The Private Bank of Egypt, the Bank of Egypt, and the Bank of Cairo are major banks that control 40 per cent of the banking sector. All banks in Egypt are supervised by the Central Bank (CBE) except for the Arab World Bank, the Nasser Social Bank, and the National Investment Bank due to special provisions in law.
The Central Bank of Egypt liberalised the exchange rate of the local currency (pound) under the economic reform programme recommended by the International Monetary Fund (IMF) to give Egypt a $12 billion loan on November 3, 2016. The loan provides banks operating in Egypt flexibility to price the purchase and sale of foreign exchange to restore its circulation within legitimate channels and eliminate the parallel foreign exchange market. The Egyptian pound lost almost half its value, dropping from 8.88 per dollar to 17.5 a year after the exchange rate was liberalised and about 17.8 after two years of floating, before settling at £15.6 to the dollar.
In August 2021, foreign exchange reserves rose to $40.672 billion from $40.609 billion in July of the same year, an increase of $63 million, according to Independent Arabia, citing the Egyptian Central Bank. Foreign exchange reserves have been rising since June 2020, after falling to about $36 billion from over $45.5 billion due to the impact of the Covid-19 pandemic.

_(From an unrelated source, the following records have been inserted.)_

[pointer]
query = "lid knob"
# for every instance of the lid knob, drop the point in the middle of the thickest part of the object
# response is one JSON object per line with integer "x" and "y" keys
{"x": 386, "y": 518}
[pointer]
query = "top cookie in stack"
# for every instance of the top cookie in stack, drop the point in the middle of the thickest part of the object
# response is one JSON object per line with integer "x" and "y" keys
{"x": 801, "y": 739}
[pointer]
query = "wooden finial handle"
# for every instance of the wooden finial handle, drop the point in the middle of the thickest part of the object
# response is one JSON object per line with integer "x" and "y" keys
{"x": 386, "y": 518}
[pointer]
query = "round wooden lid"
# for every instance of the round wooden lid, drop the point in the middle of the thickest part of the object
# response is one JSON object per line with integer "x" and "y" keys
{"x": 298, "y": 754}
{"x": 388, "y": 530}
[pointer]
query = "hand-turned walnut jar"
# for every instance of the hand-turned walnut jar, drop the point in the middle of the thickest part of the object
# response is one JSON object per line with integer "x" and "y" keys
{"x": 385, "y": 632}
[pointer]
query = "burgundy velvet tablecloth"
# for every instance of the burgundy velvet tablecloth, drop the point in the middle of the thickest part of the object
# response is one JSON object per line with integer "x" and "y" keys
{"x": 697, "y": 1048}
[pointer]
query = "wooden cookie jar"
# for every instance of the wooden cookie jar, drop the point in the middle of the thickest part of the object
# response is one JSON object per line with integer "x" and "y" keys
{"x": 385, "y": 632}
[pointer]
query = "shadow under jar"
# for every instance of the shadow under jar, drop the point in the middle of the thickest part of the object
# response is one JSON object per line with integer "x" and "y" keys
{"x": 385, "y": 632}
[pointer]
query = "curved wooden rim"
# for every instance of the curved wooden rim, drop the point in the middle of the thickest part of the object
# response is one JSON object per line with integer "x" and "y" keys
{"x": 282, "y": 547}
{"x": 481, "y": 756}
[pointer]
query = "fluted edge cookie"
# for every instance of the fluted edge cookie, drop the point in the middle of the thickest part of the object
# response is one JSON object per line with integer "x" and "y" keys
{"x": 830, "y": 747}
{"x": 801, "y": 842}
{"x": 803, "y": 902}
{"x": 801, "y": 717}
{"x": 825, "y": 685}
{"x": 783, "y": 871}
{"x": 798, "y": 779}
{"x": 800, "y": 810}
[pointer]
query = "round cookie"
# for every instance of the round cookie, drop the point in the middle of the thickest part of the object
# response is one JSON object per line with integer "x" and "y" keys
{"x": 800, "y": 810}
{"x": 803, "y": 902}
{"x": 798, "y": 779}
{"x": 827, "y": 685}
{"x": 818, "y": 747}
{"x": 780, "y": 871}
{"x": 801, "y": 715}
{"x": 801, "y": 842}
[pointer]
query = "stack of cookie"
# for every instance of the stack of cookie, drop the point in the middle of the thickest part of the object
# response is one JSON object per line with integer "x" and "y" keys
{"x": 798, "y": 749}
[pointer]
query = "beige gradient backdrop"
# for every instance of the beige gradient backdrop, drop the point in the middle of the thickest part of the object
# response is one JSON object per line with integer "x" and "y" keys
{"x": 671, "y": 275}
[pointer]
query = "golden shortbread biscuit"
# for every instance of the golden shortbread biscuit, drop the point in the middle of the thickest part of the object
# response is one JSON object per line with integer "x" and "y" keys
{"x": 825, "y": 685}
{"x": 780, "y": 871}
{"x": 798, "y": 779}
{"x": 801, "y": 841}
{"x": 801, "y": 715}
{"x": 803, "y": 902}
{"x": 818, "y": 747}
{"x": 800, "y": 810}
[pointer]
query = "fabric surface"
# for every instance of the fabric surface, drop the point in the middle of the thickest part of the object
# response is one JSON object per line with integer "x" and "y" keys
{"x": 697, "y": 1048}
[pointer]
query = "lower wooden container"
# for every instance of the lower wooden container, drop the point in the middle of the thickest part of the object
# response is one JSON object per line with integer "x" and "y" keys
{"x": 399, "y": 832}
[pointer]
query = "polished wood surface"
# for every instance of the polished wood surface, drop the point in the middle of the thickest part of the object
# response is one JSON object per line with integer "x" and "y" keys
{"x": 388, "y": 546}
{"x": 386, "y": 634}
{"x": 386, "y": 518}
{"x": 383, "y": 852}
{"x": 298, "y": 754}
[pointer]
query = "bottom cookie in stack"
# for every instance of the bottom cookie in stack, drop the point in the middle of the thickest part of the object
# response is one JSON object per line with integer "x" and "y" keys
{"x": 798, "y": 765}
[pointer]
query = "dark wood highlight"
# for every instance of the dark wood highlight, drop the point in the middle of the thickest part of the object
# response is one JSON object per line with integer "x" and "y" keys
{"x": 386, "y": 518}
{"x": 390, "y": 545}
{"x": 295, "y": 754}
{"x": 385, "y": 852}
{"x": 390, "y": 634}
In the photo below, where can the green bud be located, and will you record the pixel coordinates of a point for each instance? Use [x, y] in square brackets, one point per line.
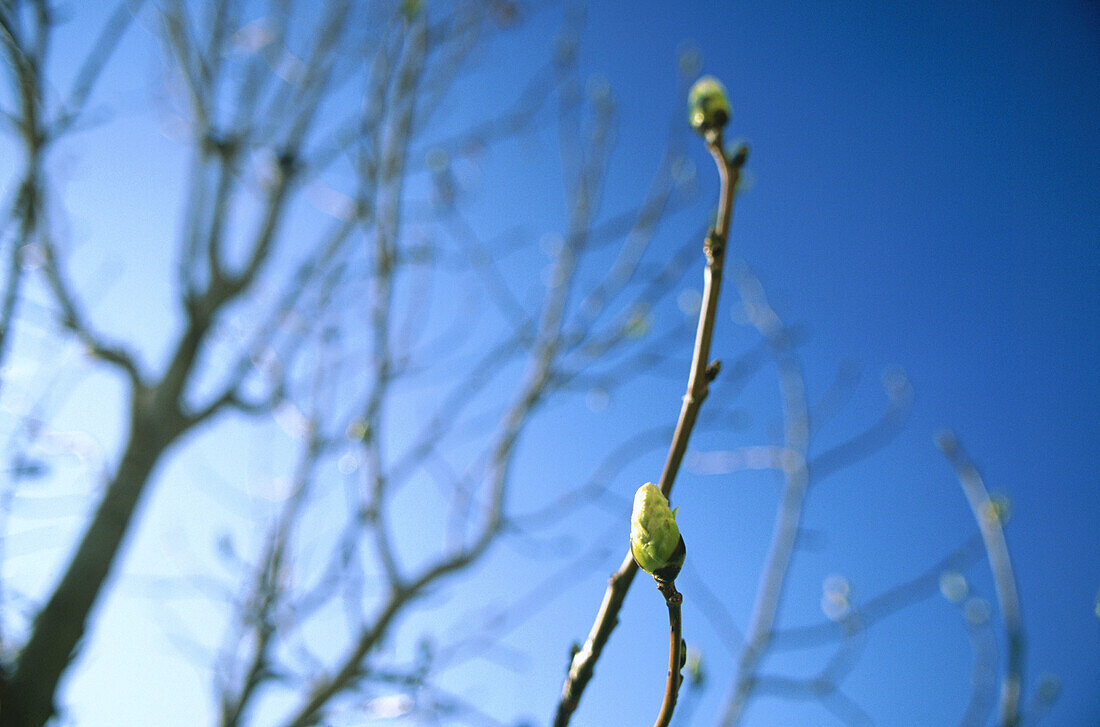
[655, 538]
[707, 105]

The stimulus plan launched by the Egyptian government in March 2020 in response to the Covid-19 pandemic caused the cash reserve to rise from about $40 billion during the 2019/2020 fiscal year to about $40.2 billion during the 2020/2021 fiscal year.
According to the World Bank, the unemployment rate in Egypt decreased from 13.05 per cent in 2015 to 7.84 per cent in 2019. However, it increased again to 9.17 per cent in 2020.
CNBC Arabia, citing official sources, reported that the unemployment rate in the second quarter of 2021 reached 7.3 per cent of the total labour force, a decrease of 2.3 per cent compared to the corresponding quarter in 2020.
According to an August 2021 statement by CAPMAS:
- 38.4 per cent of the young labour force has an average qualification.
- 22.6 per cent of the young labour force has a higher university qualification.
- 17.8 per cent of the young labour force has a lower-than-average qualification.
- 7.5 per cent of the young workforce are illiterate.
- 6.1 per cent of the young labour force reads, writes, and have certificates of literacy.
- 3.8 per cent of the young labour force has above-average and below-university qualifications.
- 3.7 per cent of the young labour force has a general/Azharitan secondary school diploma.
More than half of working youth, 56.2 per cent (of whom 53 per cent male, 80.4 per cent female), were employed permanently. Just over twenty per cent of the employees had a legal contract (of whom 15.7 per cent male, 54.2 per cent female).
The proportion of young people participating in social insurance was 23 per cent of the total employed (19.4 per cent male, 50.3 per cent female); The proportion of young people participating in health insurance was 17.9 per cent of the total number of workers (14 per cent male, 46.5 per cent female).
According to Egyptian authorities, the unemployment rate among workers in the age group 18- 29 years was 15.4 per cent (10.9 per cent males, 37.6 per cent females). The number of young people (between 18-29) in Egypt is estimated to be 21.3 million, 21 per cent of the total population (51.5per cent male, 48.5per cent female).
The unemployment rate among this group with a university qualification was 33.3 per cent (23.5 per cent male, 49.8 per cent female), compared to 12 per cent for those with an average technical staff (9.5 per cent male, 33.5 per cent female).
The World Bank estimates the unemployment rate of the labour force between the ages 15-24 to be 23.94 per cent in 2020.